A Georgia man was sentenced Thursday to three years in prison and ordered to pay $1.3 million in restitution for bankruptcy fraud related to a scheme to retain fraudulently acquired properties, federal officials said.

Hurb Grant, 44, of Lithonia, Ga., was sentenced by U.S. District Judge Richard W. Story, according to the U.S. Attorney’s office in Georgia.
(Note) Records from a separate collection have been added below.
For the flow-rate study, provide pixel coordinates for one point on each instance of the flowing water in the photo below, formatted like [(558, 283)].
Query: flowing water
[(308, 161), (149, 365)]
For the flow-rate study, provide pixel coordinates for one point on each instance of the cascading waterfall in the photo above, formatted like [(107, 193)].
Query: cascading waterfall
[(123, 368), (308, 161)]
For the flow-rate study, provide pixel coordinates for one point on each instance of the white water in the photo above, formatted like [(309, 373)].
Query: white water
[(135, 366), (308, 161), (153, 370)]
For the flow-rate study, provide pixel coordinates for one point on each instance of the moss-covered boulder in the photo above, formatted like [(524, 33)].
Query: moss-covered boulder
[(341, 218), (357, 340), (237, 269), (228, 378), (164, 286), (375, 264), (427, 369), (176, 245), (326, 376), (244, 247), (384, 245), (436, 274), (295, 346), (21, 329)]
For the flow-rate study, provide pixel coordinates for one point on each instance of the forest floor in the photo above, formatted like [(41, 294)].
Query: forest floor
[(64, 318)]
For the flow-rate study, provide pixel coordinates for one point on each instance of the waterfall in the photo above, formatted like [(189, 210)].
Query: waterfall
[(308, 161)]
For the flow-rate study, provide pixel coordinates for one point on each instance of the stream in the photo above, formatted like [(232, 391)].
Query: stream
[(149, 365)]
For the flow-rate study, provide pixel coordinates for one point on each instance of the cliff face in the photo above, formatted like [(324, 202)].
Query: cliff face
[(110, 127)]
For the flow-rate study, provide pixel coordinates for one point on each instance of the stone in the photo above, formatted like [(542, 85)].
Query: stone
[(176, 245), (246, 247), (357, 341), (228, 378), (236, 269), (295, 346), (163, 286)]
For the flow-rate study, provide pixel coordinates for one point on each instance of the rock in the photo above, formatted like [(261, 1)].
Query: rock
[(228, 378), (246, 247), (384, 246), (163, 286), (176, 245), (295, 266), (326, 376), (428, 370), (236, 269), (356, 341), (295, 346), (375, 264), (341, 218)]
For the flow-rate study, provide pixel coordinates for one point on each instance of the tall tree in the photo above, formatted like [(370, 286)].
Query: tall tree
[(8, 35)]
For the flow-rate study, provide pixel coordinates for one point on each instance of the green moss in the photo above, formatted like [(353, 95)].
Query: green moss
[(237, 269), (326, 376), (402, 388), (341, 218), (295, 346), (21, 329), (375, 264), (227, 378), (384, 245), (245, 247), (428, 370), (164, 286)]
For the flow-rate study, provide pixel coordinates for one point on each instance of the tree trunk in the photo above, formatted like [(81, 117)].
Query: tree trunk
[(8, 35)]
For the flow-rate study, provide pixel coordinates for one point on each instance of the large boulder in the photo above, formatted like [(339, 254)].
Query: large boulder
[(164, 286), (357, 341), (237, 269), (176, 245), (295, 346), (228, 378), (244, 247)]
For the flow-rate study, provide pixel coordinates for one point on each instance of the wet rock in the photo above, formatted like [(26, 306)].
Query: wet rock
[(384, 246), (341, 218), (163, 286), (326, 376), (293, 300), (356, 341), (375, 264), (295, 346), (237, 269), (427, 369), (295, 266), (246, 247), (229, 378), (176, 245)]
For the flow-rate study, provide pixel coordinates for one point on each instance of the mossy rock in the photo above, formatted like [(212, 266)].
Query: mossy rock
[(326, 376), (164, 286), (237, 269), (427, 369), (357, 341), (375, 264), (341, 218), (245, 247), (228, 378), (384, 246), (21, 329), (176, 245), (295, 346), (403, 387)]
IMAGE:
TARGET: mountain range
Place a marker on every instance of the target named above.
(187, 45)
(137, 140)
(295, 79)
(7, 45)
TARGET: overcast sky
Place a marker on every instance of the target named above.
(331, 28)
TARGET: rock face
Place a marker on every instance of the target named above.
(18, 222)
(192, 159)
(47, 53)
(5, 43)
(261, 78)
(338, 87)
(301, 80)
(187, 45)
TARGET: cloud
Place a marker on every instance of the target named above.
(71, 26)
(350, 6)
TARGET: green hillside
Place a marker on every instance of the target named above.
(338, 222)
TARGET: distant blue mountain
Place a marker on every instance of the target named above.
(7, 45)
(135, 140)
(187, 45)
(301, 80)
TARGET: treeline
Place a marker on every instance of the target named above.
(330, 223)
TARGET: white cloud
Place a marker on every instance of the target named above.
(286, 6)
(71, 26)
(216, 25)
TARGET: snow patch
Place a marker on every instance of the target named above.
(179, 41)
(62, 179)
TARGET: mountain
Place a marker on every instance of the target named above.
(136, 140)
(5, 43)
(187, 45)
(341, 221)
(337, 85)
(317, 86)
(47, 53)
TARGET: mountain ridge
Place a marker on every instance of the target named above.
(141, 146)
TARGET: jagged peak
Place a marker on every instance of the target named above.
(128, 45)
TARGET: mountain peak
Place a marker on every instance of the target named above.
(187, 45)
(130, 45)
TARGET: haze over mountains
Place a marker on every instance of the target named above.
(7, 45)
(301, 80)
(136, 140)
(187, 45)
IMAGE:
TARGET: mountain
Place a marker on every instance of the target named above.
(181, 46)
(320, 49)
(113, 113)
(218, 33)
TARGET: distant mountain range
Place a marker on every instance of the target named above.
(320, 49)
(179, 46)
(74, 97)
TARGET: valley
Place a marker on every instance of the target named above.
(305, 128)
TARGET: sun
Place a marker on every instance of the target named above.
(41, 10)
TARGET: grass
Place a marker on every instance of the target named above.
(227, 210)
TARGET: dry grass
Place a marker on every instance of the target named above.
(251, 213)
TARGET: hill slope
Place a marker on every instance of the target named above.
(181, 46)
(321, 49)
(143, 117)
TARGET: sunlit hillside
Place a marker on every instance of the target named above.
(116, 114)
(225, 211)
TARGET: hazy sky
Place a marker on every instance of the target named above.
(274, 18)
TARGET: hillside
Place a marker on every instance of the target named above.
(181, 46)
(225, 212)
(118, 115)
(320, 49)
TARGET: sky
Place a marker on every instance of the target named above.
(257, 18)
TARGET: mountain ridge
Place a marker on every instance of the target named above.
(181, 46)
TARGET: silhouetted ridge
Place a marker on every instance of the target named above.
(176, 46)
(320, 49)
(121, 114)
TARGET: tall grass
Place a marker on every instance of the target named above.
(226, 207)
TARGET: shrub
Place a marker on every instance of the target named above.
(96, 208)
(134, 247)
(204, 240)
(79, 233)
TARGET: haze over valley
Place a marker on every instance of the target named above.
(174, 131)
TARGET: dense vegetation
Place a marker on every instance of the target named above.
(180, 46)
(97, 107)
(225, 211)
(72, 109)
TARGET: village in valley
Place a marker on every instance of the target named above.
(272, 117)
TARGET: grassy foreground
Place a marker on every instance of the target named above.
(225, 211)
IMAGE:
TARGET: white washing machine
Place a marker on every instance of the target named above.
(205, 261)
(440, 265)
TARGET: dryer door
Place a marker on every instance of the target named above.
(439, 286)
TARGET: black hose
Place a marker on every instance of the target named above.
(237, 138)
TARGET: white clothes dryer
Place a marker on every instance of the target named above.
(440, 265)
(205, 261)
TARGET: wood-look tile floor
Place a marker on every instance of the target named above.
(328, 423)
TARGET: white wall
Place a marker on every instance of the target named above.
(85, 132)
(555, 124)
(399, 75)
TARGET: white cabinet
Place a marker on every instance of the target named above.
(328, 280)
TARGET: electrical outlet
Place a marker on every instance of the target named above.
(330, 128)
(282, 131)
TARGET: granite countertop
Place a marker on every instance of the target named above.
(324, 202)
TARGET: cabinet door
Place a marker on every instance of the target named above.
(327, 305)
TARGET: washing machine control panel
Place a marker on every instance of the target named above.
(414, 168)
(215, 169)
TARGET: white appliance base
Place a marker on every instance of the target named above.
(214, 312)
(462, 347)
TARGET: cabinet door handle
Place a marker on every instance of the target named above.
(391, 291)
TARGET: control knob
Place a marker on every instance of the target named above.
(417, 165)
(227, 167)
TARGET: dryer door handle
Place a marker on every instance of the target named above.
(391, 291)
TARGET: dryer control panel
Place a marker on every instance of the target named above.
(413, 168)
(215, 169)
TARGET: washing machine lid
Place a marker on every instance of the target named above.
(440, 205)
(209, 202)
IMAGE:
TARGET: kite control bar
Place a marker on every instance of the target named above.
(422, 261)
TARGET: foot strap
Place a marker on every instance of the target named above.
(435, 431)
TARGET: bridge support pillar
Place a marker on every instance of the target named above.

Grant’s co-defendant and wife, Jennifer Grant, 47, pleaded guilty to conspiracy to commit mortgage and bankruptcy fraud in U. S. District Court on Aug. 25, 2005.

Jennifer Grant was sentenced in January to five years in prison and ordered to pay $1.3 million in restitution.

“These defendants abused both the bankruptcy laws and the bankruptcy court in an effort to retain control of properties they obtained by fraud,” U.S. Attorney David E. Nahmias said in a statement. “This abuse of the bankruptcy system continues the blight on neighborhoods that results from mortgage fraud and defeats the legitimate interests of the victims of mortgage fraud.”

According to Nahmias and evidence presented at the Grants’ plea and sentencing hearings, the defendants obtained control of dozens of Atlanta-area properties through mortgage fraud, and kept control of these properties for four years, including the years that Jennifer Grant was a fugitive, without making the required mortgage payments.

The pair also reportedly caused nine fraudulent bankruptcy petitions to be filed in an effort to defeat collection of civil judgments obtained by victims of their fraud scheme, according to officials.

Jennifer Grant fled the United States following her 2002 arrest by DeKalb County authorities on related mortgage fraud charges, officials said, and she was apprehended by U.S. authorities in April 2005 as she attempted to re-enter the United States.

While in the United Kingdom, Jennifer Grant continued her mortgage fraud scheme, according to officials, citing testimony of a representative of 21 victims from the United Kingdom who say they lost more than $600,000 in a fraud scheme Grant perpetrated.